The Pitchfest conveyed the lightspeed change underway across the nation, whether in the form of SpacetoCo’s Airbnb style booking system that make use of idle public spaces or Larki’s land surveys that pick up 30 million data points in 3D. Many of these ideas weren’t possible even a few years ago.
No change has occurred faster than in the mobility space. In the last year, we’ve seen electric scooters and dockless bikes take off, microtransit and on-demand bus services get off the ground, as well as drone deliveries and an explosion of ride-sharing apps. Uber changed our thinking about technology and transport, said Transport for NSW’s Natalie Pelham. The ride sharing app had taught us to “get obsessed with the user experience”.

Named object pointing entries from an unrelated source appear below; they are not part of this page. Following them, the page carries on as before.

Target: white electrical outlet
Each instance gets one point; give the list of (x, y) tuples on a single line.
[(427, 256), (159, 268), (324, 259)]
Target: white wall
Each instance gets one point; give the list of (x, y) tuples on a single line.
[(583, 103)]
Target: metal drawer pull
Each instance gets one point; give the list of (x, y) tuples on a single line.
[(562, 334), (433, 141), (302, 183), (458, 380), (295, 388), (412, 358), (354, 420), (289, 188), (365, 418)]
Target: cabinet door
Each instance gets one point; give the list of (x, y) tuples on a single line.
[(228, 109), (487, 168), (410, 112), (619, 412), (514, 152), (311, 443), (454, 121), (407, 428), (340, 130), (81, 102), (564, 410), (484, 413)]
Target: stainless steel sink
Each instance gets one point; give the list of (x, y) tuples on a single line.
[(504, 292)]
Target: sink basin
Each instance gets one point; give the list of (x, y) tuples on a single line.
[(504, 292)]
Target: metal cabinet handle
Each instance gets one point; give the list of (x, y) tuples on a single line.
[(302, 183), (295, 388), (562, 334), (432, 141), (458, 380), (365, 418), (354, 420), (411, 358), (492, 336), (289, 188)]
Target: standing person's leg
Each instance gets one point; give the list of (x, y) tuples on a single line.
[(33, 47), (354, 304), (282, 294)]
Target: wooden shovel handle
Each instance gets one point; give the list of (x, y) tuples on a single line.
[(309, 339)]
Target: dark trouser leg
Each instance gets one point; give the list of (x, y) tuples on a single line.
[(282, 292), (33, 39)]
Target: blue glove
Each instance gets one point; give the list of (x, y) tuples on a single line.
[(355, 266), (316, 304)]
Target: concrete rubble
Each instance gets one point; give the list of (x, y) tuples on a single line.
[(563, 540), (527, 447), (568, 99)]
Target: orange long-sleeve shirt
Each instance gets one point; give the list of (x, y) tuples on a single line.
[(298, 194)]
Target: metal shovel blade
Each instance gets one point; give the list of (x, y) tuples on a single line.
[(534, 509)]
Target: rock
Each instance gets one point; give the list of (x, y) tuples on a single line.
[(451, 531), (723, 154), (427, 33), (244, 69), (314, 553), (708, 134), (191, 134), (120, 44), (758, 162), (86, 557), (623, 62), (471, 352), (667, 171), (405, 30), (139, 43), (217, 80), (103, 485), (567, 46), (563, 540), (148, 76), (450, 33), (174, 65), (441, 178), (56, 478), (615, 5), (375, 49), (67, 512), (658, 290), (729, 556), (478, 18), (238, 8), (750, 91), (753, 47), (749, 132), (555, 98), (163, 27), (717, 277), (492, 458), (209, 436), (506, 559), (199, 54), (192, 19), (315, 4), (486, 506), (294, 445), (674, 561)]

With all this change, how can planners keep up? Agility and vision, a strategy and framework are all important as we head into a smart cities future, said Place Design Group’s Director Catherine Gallagher. “But don’t stick to it too much,” she warned, echoing Winston Churchill’s advice that “plans are worthless, but planning is everything”.
Federal Minister for Cities, Urban Infrastructure and Population, Alan Tudge, alluded to a future announcement of a “better planning framework” that could be modelled on the City Deal philosophy. The Australian Government has already invested $28.5 million in seed funding for local government trials of technology and data, and another $21.5 million in funding is imminent – and this, together with better planning, can support “really innovative, data driven ideas” that can be replicated around the country, Tudge said.
Gathering a tribe to take action
And then there were the awards. Sunshine Coast Council was presented with the coveted ‘Leadership City’ category for a nation-leading commitment to smart cities through data sharing, investment in IoT technology, free public Wi-Fi and a 15KW solar farm that offsets all of Council’s energy use. The Sunshine Coast Council also took home the ‘Regional Leadership Award’, while Council's Smart City Framework Lead, Michael Whereat, was acknowledged with the ‘Government Leader Award’.
Awards host and Deloitte Partner Allan Mills said celebration of success was “evidence that Australia can play a leadership position in the global smart cities movement”.
LinkedIn’s Nick O’Donnell was on hand to help the conference delegates build a ‘tribe’. Why was LinkedIn interested in city-making, O’Donnell was asked? “LinkedIn is based on people, and smart cities is all about people,” O’Donnell explained.
For the Smart Cities Council’s Adam Beck, the conference was about more than content – although the program didn’t disappoint.
“The technical conversations got people in the door, but the intimate dialogue and relationship building is what will create real action and investment,” Beck said.
“Smart Cities Week is a catalyst for us to build a community. We’re already starting the conversations about Smart Cities Week 2019 and will use this annual gathering as an opportunity to review our progress, challenge our assumptions and build the tribe we need.”
Smart Cities Week will return to Sydney in November 2019.